ROANOKE, Va. (AP) - Virginia Rep. Rick Boucher believes liquid fuel derived from coal can help the U.S. break its dependence on foreign oil, and as the new chairman of a House Energy subcommittee he hopes to jump-start the process.
Boucher is renewing legislation he first introduced last year that would provide price guarantees to investors to encourage construction of coal-to-liquids conversion plants.
'The greatest challenge that we face in terms of a national energy policy is defining a strategy to move the country away from petroleum as the primary fuel,' the southwest Virginia Democrat said in a telephone interview.
Boucher, whose district includes Virginia's coal region, noted that the nation has the largest coal reserves of any in the world.
A study last year by the Southern States Energy Board called for coal-to-liquids to supply the greatest share -- 29 percent -- of alternative fuels needed to erase the nation's dependence on foreign oil by 2030. Alternative fuels would have to supply 60 percent of the fuel that now comes from imported oil.

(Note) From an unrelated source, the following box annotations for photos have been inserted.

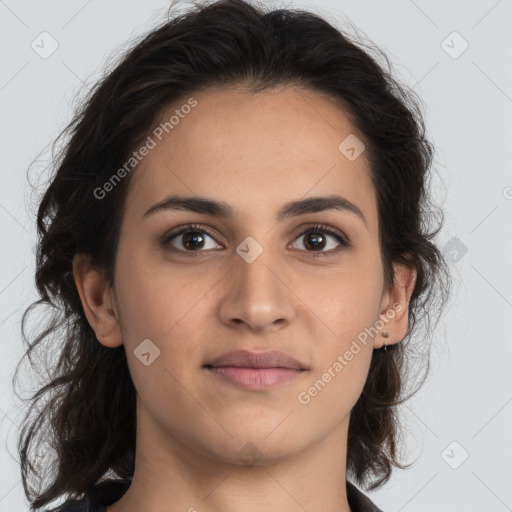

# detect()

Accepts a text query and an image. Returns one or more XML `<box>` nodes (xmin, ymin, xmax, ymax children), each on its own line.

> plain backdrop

<box><xmin>0</xmin><ymin>0</ymin><xmax>512</xmax><ymax>512</ymax></box>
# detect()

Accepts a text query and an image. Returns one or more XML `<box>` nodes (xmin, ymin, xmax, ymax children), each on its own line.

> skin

<box><xmin>74</xmin><ymin>87</ymin><xmax>416</xmax><ymax>512</ymax></box>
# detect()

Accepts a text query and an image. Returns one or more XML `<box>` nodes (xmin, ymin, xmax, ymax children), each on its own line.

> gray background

<box><xmin>0</xmin><ymin>0</ymin><xmax>512</xmax><ymax>512</ymax></box>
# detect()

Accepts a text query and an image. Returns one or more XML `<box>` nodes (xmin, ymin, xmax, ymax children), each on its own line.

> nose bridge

<box><xmin>220</xmin><ymin>236</ymin><xmax>293</xmax><ymax>330</ymax></box>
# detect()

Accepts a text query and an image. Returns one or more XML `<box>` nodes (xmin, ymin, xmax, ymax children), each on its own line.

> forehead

<box><xmin>126</xmin><ymin>86</ymin><xmax>376</xmax><ymax>229</ymax></box>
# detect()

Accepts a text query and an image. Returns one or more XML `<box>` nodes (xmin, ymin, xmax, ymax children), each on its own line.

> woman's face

<box><xmin>81</xmin><ymin>87</ymin><xmax>403</xmax><ymax>464</ymax></box>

West Virginia Gov. Joe Manchin chairs the SSEB and is trying to persuade the rest of the nation's governors that individual states should eliminate their dependence on foreign energy instead of waiting for the federal government.
The SSEB represents West Virginia, Virginia, Alabama, Arkansas, Florida, Georgia, Kentucky, Louisiana, Maryland, Mississippi, Missouri, North Carolina, Oklahoma, Puerto Rico, South Carolina, Tennessee, Texas and the Virgin Islands.
High-quality coal mined from Virginia, West Virginia and Kentucky could drive the effort more than coal found in other parts of the country, said Michael Karmis, director of the Virginia Center for Coal and Energy Research at Virginia Tech.
Other nations, such as China and South Africa, use motor fuel derived from coal, but so far there are no coal-to-liquids plants in the U.S. More than a dozen are in the planning stages, according to information provided by Karmis.
Rentech Inc., a Colorado company, has announced it plans to build a $1 billion coal-to-liquid fuel plant in southern West Virginia to take advantage of the area's abundance of coal and mining infrastructure. The plant is designed to initially produce 10,000 barrels of fuel a day, and then gradually move to 30,000 barrels.
The technology to convert coal into diesel fuel or gasoline has existed for decades. The Germans used liquefied coal during World War II after the Allies bombed their oil refineries.
Nearly 30 percent of South Africa's fuel today is extracted from coal, but the conversion process is expensive. It can cost up to $1 billion to get a coal-to-liquids plant up and running, Karmis said.
Under Boucher's legislation, the price guarantee for coal-to-liquids operations would be tied to the price of oil. If oil prices fell below a certain level, probably about $40 a barrel, the government would make a payment to the conversion operations. If the price of oil rose above a certain level, probably $75 a barrel, plant operators would pay the government.
It's likely that neither the government nor coal-to-liquids operations would make payments, Boucher said, but he believes the measure is needed to instill confidence in investors.